Fourth, culture, which is “learned” through a process of socialization, serves as the repository of people’s deepest values and aspirations. It plays a central role in our vision of integration. Many people view immigrants from different cultures with anxiety and tension. They do not see a melting pot, a savory stew, or a mosaic, but rather a recipe for conflict and displacement. We view integration as part of a broader process of building communion. We seek unity between peoples based on the shared values that are embedded in their diverse cultures. We seek to draw from the gifts, strengths and contributions of immigrant and native cultures to create new and better communities. We seek unity based on values, not uniformity or assimilation into a dominant culture.
Too many of our politicians, pundits and fellow citizens view migration and treat immigrants as a problem.

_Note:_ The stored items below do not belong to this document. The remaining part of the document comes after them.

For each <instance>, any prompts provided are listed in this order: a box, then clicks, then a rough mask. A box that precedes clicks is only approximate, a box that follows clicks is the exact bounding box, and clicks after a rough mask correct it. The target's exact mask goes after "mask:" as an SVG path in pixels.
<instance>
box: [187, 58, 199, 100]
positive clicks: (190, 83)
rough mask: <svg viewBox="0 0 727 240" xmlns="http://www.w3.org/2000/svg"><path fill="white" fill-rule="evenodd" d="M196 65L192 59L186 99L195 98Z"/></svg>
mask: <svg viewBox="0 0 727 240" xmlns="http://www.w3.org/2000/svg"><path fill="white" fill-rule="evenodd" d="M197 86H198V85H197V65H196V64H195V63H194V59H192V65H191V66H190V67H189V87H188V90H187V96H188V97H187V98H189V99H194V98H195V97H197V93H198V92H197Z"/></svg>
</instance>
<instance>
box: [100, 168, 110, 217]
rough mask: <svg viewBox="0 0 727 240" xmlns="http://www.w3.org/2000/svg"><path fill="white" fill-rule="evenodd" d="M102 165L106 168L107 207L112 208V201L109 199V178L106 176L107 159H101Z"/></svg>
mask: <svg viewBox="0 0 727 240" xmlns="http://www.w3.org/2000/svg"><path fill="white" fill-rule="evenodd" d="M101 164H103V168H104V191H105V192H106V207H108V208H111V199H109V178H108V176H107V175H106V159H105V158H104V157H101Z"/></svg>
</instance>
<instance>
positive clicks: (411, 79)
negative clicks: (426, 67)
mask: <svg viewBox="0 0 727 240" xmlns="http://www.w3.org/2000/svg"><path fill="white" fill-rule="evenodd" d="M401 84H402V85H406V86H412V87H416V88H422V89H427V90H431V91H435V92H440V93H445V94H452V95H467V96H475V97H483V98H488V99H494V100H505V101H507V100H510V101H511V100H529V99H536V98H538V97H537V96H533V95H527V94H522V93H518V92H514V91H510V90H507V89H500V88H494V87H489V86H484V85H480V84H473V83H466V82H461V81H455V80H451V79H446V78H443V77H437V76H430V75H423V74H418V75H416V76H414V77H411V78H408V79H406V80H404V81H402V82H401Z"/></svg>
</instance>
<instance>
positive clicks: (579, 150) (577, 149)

Yet in New York and elsewhere, immigrants have been a gift and a constant source of civic renewal. As Pope Francis put it in his 2013 Message for World Day of Migrants and Refugees:
[M]igrants and refugees…are an occasion that Providence gives us to help build a more just society, a more perfect democracy, a more united country, a more fraternal world and a more open and evangelical Christian community. Migration can offer possibilities for a new evangelization, open vistas for the growth of a new humanity foreshadowed in the paschal mystery: a humanity for which every foreign country is a homeland and every homeland is a foreign country.
That is the vision. Immigrants are a gift, not a burden or a threat. Because they are us and we are them, immigrant integration serves the common good and strengthens our communities and nation.
Again, thank you for your work and for the invitation to be with you today, and best wishes for the remainder of your gathering.